Dans cette œuvre, Baldung représente le héros troyen, Pâris, dans la scène du jugement, en présence de Mercure à gauche, qui a conduit vers lui les trois déesses, Vénus, Junon et Minerve à droite, selon le désir de Jupiter. Lors des noces de Thétis et Pélée sur le mont Pélion où tous les dieux étaient réunis, Éris, la Discorde, qui avait été oubliée, lança sur la table du banquet une pomme d’or destinée à la plus belle. Trois déesses se crurent désignées, Junon, Minerve et Vénus. Jupiter chargea alors Mercure de les conduire sur le mont Ida où Pâris, fils abandonné de Priam, roi de Troie, et d’Hécube, gardait les troupeaux, et de prendre le berger, un simple mortel, pour arbitre. Junon lui promit la puissance, Minerve la sagesse, et Vénus la plus belle des femmes, Hélène, l’épouse de Ménélas. Pâris choisit le plaisir, Hélène, et offrit alors la pomme à Vénus. L’enlèvement d’Hélène par Pâris fut plus tard la cause de la guerre de Troie. Les deux autres déesses se vengeront en s’acharnant sur les Troyens.

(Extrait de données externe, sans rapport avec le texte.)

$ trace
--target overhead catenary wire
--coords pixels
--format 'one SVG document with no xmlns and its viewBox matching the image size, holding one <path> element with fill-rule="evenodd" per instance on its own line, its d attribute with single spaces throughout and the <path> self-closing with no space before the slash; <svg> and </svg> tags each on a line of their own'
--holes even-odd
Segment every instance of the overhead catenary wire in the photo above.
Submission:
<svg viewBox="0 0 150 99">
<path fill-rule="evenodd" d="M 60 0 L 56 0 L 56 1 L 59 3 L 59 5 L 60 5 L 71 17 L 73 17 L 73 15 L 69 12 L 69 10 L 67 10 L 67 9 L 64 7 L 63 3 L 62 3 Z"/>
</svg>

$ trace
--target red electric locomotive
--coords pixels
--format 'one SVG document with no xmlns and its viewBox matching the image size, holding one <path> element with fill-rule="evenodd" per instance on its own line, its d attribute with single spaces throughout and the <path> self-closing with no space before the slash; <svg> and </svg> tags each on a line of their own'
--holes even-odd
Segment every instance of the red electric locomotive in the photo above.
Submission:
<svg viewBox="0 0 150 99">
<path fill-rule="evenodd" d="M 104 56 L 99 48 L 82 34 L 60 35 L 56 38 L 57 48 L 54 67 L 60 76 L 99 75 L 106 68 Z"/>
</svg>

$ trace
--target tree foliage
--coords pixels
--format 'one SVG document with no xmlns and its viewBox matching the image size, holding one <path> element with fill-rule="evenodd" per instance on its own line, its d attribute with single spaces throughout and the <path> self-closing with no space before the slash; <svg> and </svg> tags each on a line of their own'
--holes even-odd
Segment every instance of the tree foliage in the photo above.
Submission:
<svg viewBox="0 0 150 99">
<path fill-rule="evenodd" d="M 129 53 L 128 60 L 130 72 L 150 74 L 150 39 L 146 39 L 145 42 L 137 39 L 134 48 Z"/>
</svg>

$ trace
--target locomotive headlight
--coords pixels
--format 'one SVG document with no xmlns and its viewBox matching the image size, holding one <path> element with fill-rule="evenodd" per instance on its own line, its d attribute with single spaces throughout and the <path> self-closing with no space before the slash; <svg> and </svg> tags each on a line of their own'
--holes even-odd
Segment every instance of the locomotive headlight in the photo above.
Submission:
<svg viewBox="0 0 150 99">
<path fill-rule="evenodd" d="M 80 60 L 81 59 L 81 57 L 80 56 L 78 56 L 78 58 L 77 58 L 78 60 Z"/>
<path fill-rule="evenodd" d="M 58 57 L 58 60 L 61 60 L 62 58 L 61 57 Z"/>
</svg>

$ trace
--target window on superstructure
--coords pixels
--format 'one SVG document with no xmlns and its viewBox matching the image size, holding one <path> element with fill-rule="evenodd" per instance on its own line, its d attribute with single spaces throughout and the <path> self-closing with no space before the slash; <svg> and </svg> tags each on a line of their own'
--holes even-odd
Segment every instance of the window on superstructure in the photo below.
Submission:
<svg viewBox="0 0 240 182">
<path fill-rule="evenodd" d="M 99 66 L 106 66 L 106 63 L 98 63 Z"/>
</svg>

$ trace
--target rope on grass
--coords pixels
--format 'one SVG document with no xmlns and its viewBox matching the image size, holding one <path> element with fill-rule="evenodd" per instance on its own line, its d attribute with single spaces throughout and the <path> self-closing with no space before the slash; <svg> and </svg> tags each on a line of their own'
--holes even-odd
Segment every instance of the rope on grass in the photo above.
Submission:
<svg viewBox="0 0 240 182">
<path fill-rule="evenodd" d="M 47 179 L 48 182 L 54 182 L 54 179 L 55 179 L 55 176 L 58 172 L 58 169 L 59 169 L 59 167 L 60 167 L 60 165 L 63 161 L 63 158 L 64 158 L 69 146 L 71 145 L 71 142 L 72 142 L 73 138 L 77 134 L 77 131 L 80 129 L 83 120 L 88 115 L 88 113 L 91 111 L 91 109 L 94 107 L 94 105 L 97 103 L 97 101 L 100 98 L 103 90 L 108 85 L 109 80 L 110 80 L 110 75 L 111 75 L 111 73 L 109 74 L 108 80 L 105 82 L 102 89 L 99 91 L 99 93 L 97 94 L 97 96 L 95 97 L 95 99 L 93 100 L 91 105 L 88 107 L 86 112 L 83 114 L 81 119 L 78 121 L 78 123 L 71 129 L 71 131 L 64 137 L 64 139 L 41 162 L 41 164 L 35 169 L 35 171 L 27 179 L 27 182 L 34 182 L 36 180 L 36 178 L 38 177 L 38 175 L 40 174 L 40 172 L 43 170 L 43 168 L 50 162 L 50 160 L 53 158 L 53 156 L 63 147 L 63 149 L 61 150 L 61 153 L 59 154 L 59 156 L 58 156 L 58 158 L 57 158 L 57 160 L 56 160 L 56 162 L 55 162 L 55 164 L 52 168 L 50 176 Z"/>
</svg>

Dans le dessin de Baldung, tous les personnages sont représentés debout contribuant, avec les troncs d’arbres à droite, à la verticalité de la composition. Pâris en guerrier, revêtu d’une armure, une épée au côté, un casque, un arc et un carquois à ses pieds, regarde Mercure nu, qui porte son casque, le pétase, et ses ailerons. Il tient d’une main le caducée, et de l’autre la pomme d’or. Pâris n’a pas encore l’objet qui lui permettra de choisir au-delà des déesses, la beauté. Les déesses sont représentées nues, Vénus au centre de la scène, sur un fond d’arbres esquissés qui donne un semblant de profondeur à la scène. De légers voiles se déploient en arabesques autour des corps de Vénus et de Minerve, ajoutant au maniérisme de leurs attitudes. Vénus tend la main vers la pomme, Junon arrange sa coiffure, et son visage se reflète dans le miroir qu’elle tient. Minerve se désigne elle-même d’une main.
Le dessin au graphisme linéaire, essentiellement décoratif, pourrait être un projet pour une décoration murale ou une tapisserie, ce qui expliquerait les cartouches avec le nom des personnages. La sobriété des moyens utilisés, les contours et les hachures parallèles pour créer le modelé et suggérer la direction de la lumière, la simplicité de la composition, se retrouvent dans d’autres dessins de Baldung.
Le nu féminin est très fréquent dans l’œuvre de Baldung et dans les œuvres de nombreux artistes allemands de la Renaissance, notamment Dürer et Cranach. La représentation du corps humain était liée aux nouvelles recherches sur l’anatomie. Les thèmes tels Adam et ève, la Jeune Fille et la Mort, les allégories, les Trois Grâces, les Trois âges de la femme, certaines scènes mythologiques, qui permettaient non seulement d’exprimer une conception esthétique du nu, mais aussi certaines idées sur le pouvoir et la vulnérabilité de la femme, étaient très appréciés à l’époque. Baldung en traita plusieurs avec une prédilection pour la Jeune Fille et la Mort.
Parmi les scènes mythologiques, le Jugement de Pâris dont de multiples représentations ornent des vases grecs et des bas-reliefs antiques, connut une grande faveur du Nord au Sud de l’Europe, du Moyen Âge au 20e siècle.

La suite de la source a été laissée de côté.